Both sites showed some distinct differences in the results of the univariate versus multivariate approaches, particularly those concerning the significance of the main synthetic meteorological factors. These differences can be explained by considering the Niger River as a predictor in the multivariate analysis, which thus became the primary factor in Dangassa. Conversely, for the Koila site, the Niger River was not found to be influential, but synthetic humidity became a key factor influencing the dynamics of malaria transmission.

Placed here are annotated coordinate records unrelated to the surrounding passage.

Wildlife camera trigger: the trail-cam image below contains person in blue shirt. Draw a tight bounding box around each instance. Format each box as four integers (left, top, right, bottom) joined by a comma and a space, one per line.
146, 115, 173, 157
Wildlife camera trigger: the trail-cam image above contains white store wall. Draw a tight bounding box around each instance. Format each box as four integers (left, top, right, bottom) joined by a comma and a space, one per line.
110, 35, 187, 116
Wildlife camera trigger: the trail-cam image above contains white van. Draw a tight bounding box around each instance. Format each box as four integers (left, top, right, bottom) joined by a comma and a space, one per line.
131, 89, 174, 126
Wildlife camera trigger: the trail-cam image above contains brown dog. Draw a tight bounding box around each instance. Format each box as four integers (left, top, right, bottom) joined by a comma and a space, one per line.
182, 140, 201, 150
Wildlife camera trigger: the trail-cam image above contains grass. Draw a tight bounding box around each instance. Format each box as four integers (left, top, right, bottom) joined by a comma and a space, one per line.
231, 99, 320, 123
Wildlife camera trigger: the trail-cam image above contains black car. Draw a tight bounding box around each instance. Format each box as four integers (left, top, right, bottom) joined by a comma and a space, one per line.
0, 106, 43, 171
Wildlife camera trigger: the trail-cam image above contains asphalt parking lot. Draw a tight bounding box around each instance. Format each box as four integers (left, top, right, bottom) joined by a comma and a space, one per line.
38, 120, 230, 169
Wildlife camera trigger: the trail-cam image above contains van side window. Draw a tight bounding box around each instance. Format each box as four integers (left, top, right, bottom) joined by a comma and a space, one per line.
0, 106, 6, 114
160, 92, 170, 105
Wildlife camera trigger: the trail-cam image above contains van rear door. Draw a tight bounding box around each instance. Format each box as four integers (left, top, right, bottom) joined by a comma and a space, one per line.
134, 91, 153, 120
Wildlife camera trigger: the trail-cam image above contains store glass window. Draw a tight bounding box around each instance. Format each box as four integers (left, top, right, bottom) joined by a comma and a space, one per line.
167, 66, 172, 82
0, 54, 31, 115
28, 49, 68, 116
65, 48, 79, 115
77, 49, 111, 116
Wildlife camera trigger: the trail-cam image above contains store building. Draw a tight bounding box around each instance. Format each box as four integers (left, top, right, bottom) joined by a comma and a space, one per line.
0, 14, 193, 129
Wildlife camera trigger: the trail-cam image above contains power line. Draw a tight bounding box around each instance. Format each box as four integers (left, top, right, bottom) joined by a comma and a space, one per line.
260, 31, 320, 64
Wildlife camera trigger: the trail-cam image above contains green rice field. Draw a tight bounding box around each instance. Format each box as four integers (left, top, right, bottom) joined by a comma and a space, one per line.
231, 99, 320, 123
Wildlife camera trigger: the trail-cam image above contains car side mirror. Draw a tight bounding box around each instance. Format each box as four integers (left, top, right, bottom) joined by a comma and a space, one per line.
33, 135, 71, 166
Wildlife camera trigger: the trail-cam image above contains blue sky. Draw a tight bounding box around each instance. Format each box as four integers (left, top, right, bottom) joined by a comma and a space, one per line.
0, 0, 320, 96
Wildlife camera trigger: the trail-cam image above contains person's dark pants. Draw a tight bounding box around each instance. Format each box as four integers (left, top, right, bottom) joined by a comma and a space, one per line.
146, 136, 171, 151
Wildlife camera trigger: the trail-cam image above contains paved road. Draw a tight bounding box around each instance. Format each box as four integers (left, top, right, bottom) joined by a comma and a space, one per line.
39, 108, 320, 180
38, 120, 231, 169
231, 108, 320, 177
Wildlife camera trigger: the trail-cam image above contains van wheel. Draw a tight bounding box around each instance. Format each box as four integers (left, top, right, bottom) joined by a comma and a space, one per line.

For the reasons above, the periods of deployment of malaria control interventions should be adjusted to the specific transmission periods of Dangassa, Koila and all sites in similar geographic areas, for a better efficiency in the administration or the control and deployment of such prevention campaigns. In Dangassa, from May to June and in Koila, from April to May, information campaigns, distribution of LLINs, mobilization of community health workers and all other means of public health awareness should be implemented, in order to get the population ready before the beginning of the Seasonal Malaria Chemoprevention (SMC) campaigns, which are carried out just prior to the intense malaria transmission periods in Dangassa and Koila.